The first new "E:60," featuring a story about the Syrian national soccer team, airs Sunday at 9 a.m. ET.
The magazine series has usually aired in prime time, but had no regular slot and was often off the air for weeks at a time when ESPN aired live events. Sunday morning may be a rough time slot for young viewers, but the "E:60" audience generally skews older, and as the success of CBS' "Sunday Morning" shows, there's a taste for storytelling at that time.
"The best thing about this deal is that 'E:60' has a permanent home now," said Ley, who's been with ESPN since three days after its 1979 launch.

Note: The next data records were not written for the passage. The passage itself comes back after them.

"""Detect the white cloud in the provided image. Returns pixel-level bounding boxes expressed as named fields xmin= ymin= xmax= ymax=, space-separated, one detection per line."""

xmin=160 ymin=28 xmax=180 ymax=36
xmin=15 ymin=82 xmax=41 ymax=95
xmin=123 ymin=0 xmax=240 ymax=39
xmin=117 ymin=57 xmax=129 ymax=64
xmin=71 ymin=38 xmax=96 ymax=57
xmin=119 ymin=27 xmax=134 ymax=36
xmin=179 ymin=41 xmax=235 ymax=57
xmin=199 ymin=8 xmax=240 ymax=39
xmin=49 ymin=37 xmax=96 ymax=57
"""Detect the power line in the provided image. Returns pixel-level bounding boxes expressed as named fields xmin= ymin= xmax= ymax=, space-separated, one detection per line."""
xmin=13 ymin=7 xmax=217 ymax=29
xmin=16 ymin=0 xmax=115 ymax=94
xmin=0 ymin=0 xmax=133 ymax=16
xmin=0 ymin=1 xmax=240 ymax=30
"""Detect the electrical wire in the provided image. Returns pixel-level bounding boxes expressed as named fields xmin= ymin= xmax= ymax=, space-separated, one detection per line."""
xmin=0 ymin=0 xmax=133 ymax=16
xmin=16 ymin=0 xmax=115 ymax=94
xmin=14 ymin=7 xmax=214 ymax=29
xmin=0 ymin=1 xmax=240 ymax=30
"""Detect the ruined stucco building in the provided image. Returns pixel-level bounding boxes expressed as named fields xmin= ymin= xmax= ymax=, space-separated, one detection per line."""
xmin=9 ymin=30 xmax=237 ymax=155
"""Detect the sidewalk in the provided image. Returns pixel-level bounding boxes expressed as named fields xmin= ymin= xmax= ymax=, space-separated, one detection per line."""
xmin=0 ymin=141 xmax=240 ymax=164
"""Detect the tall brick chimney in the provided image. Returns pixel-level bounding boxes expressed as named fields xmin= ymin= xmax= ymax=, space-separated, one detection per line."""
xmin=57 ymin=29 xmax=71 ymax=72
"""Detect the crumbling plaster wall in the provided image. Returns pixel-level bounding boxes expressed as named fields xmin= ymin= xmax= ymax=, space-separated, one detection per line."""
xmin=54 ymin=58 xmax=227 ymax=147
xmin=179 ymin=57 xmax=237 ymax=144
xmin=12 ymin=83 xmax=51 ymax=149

The Sunday show is combining staff with "Outside the Lines," a weekday news show hosted by Ley that is getting a cutting-edge new set.
Ley and Schaap will work live on Sundays, reacting to big breaking stories and interviewing reporters about their pieces. Schaap said he's hoping the permanent home will enable more variety in its fare; when the show had limited airtime, it tended to concentrate on its longer, meatier pieces and missed chances for more quirky and fun stories.

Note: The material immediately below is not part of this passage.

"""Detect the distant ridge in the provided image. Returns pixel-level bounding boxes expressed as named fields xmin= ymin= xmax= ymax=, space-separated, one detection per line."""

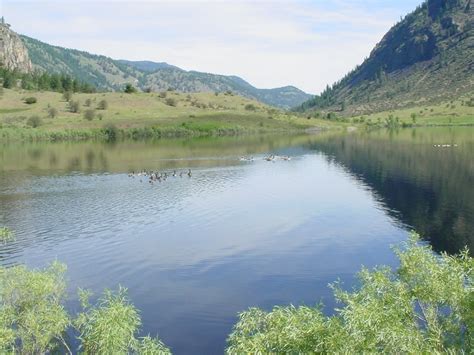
xmin=17 ymin=36 xmax=312 ymax=109
xmin=298 ymin=0 xmax=474 ymax=115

"We're going to have to turn things around more quickly, we're going to have to be more agile, we're going to have to react more to the news," Schaap said. "But I think those are all good things."
The show is displacing the panel show "Sports Reporters," which began 29 years ago with Schaap's late father, legendary sports journalist Dick Schaap, as host.
With ESPN losing subscribers and pressed for cash because of increased rights fees for showing games, Schaap acknowledges some late-night worries that the reporting he does that requires extensive travel for stories sometimes only tangentially related to sports would be threatened. But he and Ley said they've been assured that ESPN management wants the content.
"The best part is that there are no rights fees for news," Ley said. "There's no commissioner of news that I have to negotiate with for a story."
The recent layoffs have been horrible to witness, he said.
"What happened last month is personally devastating and professionally challenging," Ley said. "But it's not the first time we've gone through it."